Here she was the heiress married to the show star, while in America she’d just have been another little rich girl.”
“I heard she was rather a sweet girl,” I said as innocently as I could.
“Sweet?” Angela almost spat the word. “She was unbelievably selfish. She was a monster! I always thought Tony was terrified of her, though he denies it.”
I thought how Bannister clearly fell for very strong women. “She was a very good sailor,” I defended the dead.
“That’s not necessarily a recommendation, is it?” I smiled, rolled off the bed, and walked to the window.

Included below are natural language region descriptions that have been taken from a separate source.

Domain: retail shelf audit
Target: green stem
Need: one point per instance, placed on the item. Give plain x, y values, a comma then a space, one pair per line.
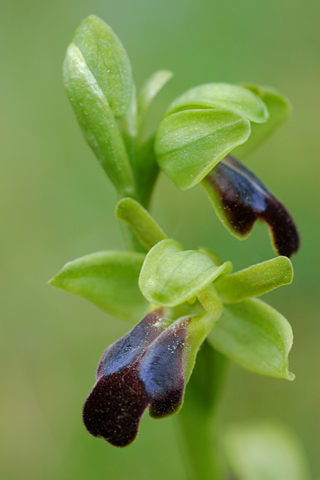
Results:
197, 419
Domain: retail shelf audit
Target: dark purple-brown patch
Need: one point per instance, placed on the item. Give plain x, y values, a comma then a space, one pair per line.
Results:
137, 372
245, 199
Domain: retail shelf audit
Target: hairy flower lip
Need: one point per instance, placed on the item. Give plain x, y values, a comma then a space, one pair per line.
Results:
244, 199
143, 369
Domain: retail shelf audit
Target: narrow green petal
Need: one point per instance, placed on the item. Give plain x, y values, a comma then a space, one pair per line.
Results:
96, 119
255, 281
279, 109
107, 279
255, 336
107, 60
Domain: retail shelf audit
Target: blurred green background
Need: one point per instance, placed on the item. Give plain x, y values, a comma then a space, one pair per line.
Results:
56, 205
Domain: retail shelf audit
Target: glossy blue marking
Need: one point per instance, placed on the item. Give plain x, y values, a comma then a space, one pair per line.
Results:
128, 348
161, 367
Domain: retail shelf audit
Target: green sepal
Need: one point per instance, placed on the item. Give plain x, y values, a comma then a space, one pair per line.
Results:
108, 62
256, 280
142, 223
255, 336
198, 329
264, 451
96, 120
279, 109
107, 279
171, 275
150, 89
190, 143
235, 98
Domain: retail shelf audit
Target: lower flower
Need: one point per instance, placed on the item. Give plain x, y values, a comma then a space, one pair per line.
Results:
148, 367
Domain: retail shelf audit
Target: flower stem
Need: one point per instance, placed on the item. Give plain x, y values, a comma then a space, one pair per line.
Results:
197, 418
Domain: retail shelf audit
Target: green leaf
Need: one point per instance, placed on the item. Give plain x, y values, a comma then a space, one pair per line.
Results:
171, 275
107, 60
190, 143
256, 336
107, 279
279, 109
255, 281
142, 223
150, 89
235, 98
96, 120
265, 451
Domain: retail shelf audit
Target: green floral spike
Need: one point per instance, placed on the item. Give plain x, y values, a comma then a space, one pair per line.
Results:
107, 279
190, 143
255, 336
235, 98
255, 281
279, 109
142, 223
171, 275
107, 60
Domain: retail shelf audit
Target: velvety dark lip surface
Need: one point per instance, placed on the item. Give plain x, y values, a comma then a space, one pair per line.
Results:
245, 199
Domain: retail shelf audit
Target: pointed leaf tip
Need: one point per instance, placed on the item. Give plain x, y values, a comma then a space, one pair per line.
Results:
107, 279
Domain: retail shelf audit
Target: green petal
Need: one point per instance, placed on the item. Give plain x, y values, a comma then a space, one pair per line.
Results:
255, 336
144, 226
279, 109
108, 62
236, 98
107, 279
190, 143
265, 451
96, 119
255, 281
171, 275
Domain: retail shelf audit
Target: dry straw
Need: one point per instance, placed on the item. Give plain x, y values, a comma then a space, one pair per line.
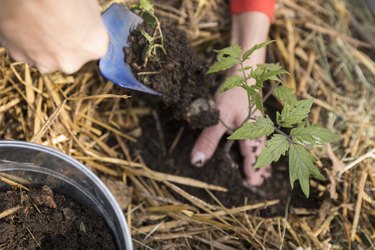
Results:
330, 60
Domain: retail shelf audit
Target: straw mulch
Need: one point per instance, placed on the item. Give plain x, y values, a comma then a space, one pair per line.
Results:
330, 59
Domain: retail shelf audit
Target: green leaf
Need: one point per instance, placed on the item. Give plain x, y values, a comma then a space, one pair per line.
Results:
149, 19
267, 71
230, 83
294, 113
147, 36
275, 147
146, 5
252, 130
231, 51
285, 95
314, 135
301, 166
255, 97
224, 64
248, 53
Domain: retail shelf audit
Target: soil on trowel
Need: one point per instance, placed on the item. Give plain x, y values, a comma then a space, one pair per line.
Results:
42, 219
179, 75
157, 151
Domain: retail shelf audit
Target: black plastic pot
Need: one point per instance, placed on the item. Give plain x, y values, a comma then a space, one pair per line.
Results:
43, 165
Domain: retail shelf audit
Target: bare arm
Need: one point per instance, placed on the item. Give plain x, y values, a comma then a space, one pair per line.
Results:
53, 34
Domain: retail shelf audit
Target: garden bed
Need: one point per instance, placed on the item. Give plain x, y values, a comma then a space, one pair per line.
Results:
118, 137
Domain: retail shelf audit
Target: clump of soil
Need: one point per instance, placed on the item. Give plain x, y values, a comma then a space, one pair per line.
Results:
47, 220
179, 75
217, 171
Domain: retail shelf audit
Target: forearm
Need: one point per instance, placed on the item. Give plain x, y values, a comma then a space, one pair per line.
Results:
249, 29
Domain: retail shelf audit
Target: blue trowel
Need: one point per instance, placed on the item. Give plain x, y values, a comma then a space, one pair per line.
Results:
119, 22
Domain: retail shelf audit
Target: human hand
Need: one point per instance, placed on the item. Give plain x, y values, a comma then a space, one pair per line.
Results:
53, 35
233, 107
248, 29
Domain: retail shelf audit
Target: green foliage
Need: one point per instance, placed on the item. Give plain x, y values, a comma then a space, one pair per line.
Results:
226, 59
230, 83
275, 147
292, 117
285, 95
264, 72
313, 135
146, 5
252, 130
294, 113
249, 52
155, 40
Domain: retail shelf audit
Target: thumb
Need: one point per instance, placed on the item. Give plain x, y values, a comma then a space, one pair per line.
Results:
206, 144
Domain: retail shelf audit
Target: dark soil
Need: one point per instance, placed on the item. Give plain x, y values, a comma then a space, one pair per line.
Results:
180, 76
186, 96
217, 171
47, 220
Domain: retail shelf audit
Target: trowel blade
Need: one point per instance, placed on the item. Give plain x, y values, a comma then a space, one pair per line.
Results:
120, 21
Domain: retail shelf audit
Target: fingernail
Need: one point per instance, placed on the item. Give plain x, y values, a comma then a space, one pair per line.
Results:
198, 159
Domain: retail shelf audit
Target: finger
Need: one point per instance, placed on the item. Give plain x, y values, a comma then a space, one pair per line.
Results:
206, 144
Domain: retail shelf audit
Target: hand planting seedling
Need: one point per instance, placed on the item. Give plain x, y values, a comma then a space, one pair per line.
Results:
155, 40
293, 117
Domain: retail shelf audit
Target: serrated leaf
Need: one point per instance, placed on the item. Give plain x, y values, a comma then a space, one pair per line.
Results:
294, 113
285, 95
149, 19
231, 51
275, 147
253, 130
314, 135
267, 71
246, 68
248, 53
146, 5
224, 64
255, 97
147, 36
301, 166
230, 83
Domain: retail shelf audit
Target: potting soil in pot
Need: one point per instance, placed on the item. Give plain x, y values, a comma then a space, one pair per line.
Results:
41, 219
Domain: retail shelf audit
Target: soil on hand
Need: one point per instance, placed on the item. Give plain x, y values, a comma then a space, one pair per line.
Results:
179, 75
47, 220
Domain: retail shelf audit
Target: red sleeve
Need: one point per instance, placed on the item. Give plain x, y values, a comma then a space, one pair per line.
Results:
265, 6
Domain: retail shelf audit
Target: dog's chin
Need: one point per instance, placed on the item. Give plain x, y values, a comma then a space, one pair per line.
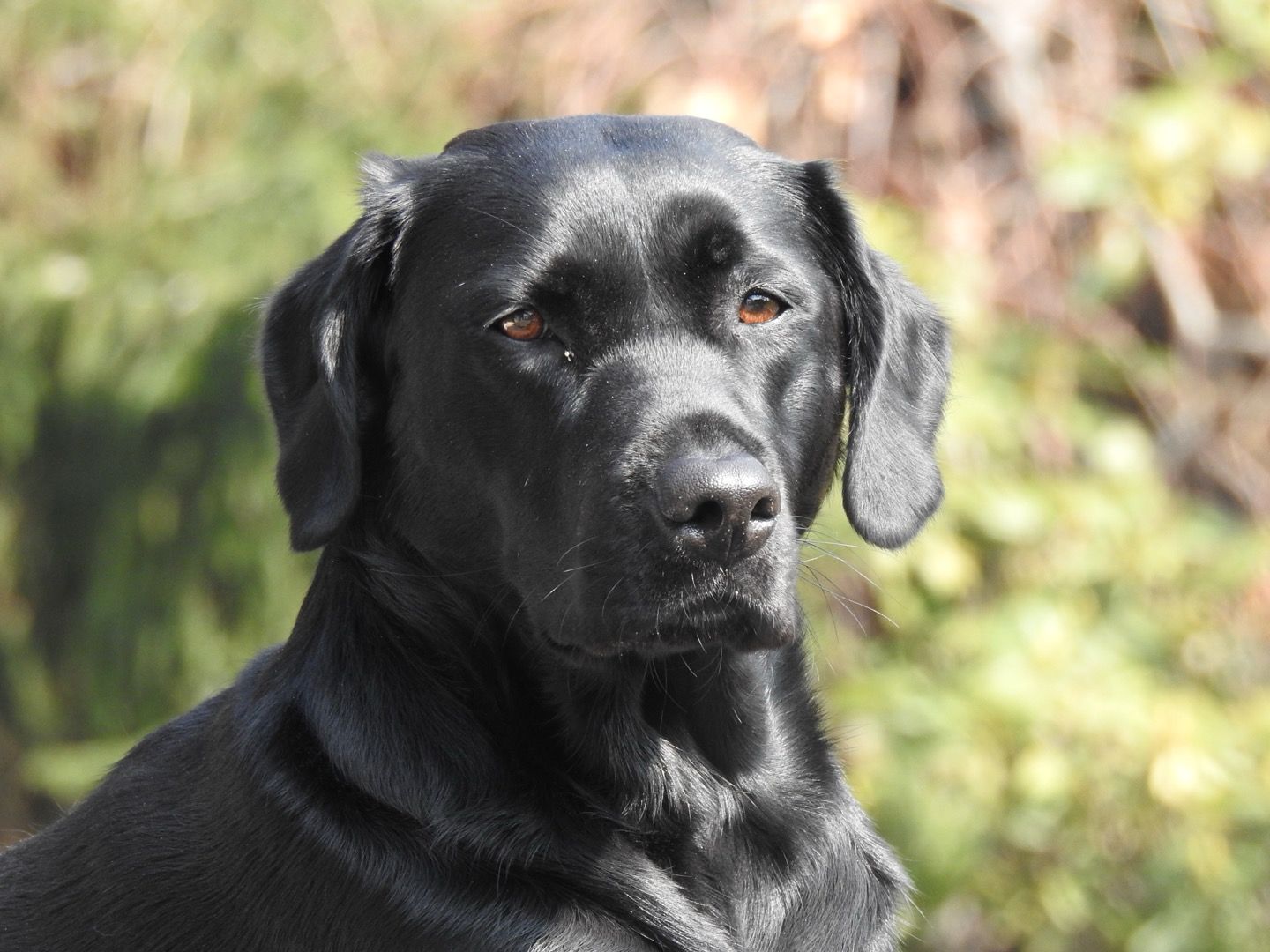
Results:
681, 625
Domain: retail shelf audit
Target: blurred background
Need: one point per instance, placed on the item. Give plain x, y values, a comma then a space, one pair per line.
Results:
1056, 703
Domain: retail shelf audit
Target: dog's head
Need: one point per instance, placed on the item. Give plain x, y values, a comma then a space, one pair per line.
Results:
606, 360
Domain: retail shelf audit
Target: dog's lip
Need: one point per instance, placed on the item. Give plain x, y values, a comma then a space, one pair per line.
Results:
703, 620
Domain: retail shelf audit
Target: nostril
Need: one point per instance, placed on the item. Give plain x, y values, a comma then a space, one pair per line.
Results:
765, 509
709, 516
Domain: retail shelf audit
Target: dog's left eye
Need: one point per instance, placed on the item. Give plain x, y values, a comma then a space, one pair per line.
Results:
759, 308
525, 324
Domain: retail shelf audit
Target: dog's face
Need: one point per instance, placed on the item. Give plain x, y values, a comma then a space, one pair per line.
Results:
605, 361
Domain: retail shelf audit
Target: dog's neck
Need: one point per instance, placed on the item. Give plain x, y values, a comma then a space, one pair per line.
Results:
385, 643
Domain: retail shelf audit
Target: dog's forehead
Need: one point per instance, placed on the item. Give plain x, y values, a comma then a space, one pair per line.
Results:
615, 167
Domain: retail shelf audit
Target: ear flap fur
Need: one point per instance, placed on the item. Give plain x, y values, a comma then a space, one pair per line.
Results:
311, 352
898, 371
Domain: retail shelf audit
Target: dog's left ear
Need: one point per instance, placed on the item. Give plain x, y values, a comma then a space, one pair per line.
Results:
897, 353
314, 352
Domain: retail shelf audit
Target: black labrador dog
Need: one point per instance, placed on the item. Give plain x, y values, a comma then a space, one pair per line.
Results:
557, 407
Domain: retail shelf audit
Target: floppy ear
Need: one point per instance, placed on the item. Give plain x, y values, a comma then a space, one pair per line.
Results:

I had been embarrassed at first because of the scars on my back, but Angela had laughed at the embarrassment. Now I stood and stared down at the river. The tide was rising, swirling to cover the mudflats and lift the moored tenders on the far bank. “Was Nadeznha going to leave him?” I asked.
“I don’t know.” Angela frowned. “Tony hasn’t said much, but he wouldn’t. I mean, it would have been a terrible blow to his pride if she’d walked out. Marrying her was a great coup, after all. But he’s sort of hinted at it. He thinks she was having an affair, but I don’t know who with. He gets angry if I talk about it now.”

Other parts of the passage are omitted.